On view February 23, 2013 through February 16, 2014, the exhibition employs images, interpretive panels, films and interactive technologies to invite visitors to question the influence of time and space on human connections with nature. Focusing on five distinct areas—Crawford Notch, Mount Washington Valley (eastern slopes), the Summit of Mount Washington, the Northern Presidentials, and Franconia Notch—visitors will think more deeply about the White Mountain region and the evolving human experience of it.
Time and space influence perception. When the first white travelers came to the White Mountains, they traveled slowly along winding trails on foot or horseback. Awed by the towering forests and high peaks in what appeared to them to be a vast wilderness, they were spurred on by hope and fear. Eventually, some settled as farmers and used Native American trails that eventually morphed into rough roads. Scientists interested in the mountains explored and reported what they learned. Artists, tourists, hotel owners, and industry followed.

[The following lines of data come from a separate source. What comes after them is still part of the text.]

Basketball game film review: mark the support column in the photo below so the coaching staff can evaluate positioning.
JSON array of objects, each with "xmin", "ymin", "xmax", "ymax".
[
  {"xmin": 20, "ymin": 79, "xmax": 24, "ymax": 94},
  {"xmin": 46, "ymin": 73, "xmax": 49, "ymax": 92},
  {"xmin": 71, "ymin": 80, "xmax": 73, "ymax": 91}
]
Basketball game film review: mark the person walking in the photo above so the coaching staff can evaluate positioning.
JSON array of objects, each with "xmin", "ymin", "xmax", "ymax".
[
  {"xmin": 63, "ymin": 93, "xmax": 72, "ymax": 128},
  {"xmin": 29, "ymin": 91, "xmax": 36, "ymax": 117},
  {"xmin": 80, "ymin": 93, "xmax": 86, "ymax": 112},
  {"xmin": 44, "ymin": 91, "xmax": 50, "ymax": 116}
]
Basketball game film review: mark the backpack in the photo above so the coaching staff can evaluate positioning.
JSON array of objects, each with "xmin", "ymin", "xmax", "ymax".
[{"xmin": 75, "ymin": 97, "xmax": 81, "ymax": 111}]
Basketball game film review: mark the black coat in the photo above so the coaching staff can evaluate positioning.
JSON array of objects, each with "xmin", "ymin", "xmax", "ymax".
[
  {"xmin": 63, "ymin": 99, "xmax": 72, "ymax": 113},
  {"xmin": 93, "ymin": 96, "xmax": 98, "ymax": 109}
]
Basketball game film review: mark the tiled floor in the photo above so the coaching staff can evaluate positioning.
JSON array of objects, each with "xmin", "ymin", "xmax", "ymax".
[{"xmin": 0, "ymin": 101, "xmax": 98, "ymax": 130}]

The speed of travel increased as carriage routes traversed the region. Space and time between urban and rural dramatically decreased as the mountains were criss-crossed by rail traffic after the Civil War, compressing even further when automobiles brought day travelers to the mountains. With each change in transportation, time between home and vacation, factory and wilderness, schedules and leisure appeared to shrink while space to explore expanded.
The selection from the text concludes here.